On Christmas Day, I will be sharing my three daughters with my ex-husband – it’s his turn to witness their Christmas morning stocking-opening (the best part of Christmas in my opinion). They will come to me after lunch and we’ll enjoy a late meal – that my boyfriend will cook 🙂 – with his two boys and my step-mother. Christmas Day will start with three of us and end with eight of us. The children will likely fight! There will probably be over-excited tears. There will be lots of lovely gift giving, chocolate eating, game playing, and TV watching. There will definitely be arguments over who washes up and who has to sort all the paper, plastic and cardboard into the recycling bins.
There will also be lots of cuddles and love and we’ll have a Santa re-visit Christmas night so the kids get a second stocking on Boxing Day (I’ll admit this is as much for my pleasure as theirs because I LOVE stocking shopping and seeing their little faces as they open them).
It’s a Christmas we’ve cobbled together as a cobbled-together family taking traditions from my childhood, my partner’s childhood, my step family, and my ex-husbands family. It’s not perfect by anyone else’s standards but it’s ours in all its imperfection and we love it because we’ll be together (and we will also find it exhausting because any time spent as an adult with five children is exhausting…)
I have clients who worry so much about giving their families a ‘perfect Christmas’ because they believe it’s their duty to do so. But, actually when we dig around a bit we see that giving your family the perfect Christmas is usually based on your own pride (“Our Christmas is better than yours”) and fear (“What will people think of me if my Christmas isn’t perfect?”). Who needs that kind of pressure? Your family certainly don’t want to spend the day (or the build-up) with a stress head who is more concerned with perfection than with them.
So, this Christmas please do what is going to make you and your family happy – whatever that means. Please scrap ‘keeping up with the Joneses’ because the Joneses don’t exist! Confidence at Christmas means allowing your best to be good enough. Small gifts chosen or made with love because you are short on cash are wonderful. Sausage and mash because no-one likes turkey – yummy. Calling off Christmas this year because you are grieving and can’t face it – the right choice for you. Having Christmas Day on 23rd because you are working 25th – sounds great to me!
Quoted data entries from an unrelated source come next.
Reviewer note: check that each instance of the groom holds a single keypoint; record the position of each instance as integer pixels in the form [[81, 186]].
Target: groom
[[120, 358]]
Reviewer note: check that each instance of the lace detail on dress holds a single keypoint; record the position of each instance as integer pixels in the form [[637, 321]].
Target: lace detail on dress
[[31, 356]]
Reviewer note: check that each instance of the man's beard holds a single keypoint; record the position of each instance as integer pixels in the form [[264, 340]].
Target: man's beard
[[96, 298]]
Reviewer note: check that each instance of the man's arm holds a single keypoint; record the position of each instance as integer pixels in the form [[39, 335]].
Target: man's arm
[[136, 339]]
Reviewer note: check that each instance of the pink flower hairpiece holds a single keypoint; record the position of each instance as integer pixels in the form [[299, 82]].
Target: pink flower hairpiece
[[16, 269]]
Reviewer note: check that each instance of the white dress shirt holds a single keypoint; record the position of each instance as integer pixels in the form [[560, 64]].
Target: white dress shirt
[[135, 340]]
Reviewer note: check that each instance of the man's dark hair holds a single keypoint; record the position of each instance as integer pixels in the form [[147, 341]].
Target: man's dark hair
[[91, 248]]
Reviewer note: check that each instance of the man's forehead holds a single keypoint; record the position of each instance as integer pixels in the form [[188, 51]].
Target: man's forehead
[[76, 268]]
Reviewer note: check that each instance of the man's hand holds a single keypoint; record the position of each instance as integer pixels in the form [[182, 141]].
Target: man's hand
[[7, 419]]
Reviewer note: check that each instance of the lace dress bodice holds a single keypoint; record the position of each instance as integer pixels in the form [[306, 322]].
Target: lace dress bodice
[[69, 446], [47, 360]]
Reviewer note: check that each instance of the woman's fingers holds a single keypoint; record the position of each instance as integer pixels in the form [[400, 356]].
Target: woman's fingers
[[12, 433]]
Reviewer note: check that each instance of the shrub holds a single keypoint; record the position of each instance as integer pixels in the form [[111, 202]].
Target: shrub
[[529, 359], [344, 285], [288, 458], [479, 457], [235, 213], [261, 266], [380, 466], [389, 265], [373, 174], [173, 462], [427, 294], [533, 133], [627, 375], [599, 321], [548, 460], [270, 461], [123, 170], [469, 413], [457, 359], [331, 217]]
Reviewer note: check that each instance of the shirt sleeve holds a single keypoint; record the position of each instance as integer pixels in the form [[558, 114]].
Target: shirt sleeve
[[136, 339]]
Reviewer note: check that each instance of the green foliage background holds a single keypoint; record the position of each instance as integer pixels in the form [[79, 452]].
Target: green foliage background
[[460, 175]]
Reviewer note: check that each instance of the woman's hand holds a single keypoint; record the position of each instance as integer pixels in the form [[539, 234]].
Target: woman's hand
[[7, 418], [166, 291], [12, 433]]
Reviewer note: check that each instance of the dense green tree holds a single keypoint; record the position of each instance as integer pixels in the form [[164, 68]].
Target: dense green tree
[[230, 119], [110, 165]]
Christmas comes in all shapes and sizes and usually looks nothing like the propaganda fed to us from so many quarters. I have an old and much loved friend who hasn’t had her own children and her partner’s kids are grown up so they choose to spend Christmas Day together “in their pants” as she says. By which she means they sit in their pyjamas slowly getting tiddly, watching rubbish in TV and eating cheese. Now that’s what I call perfect!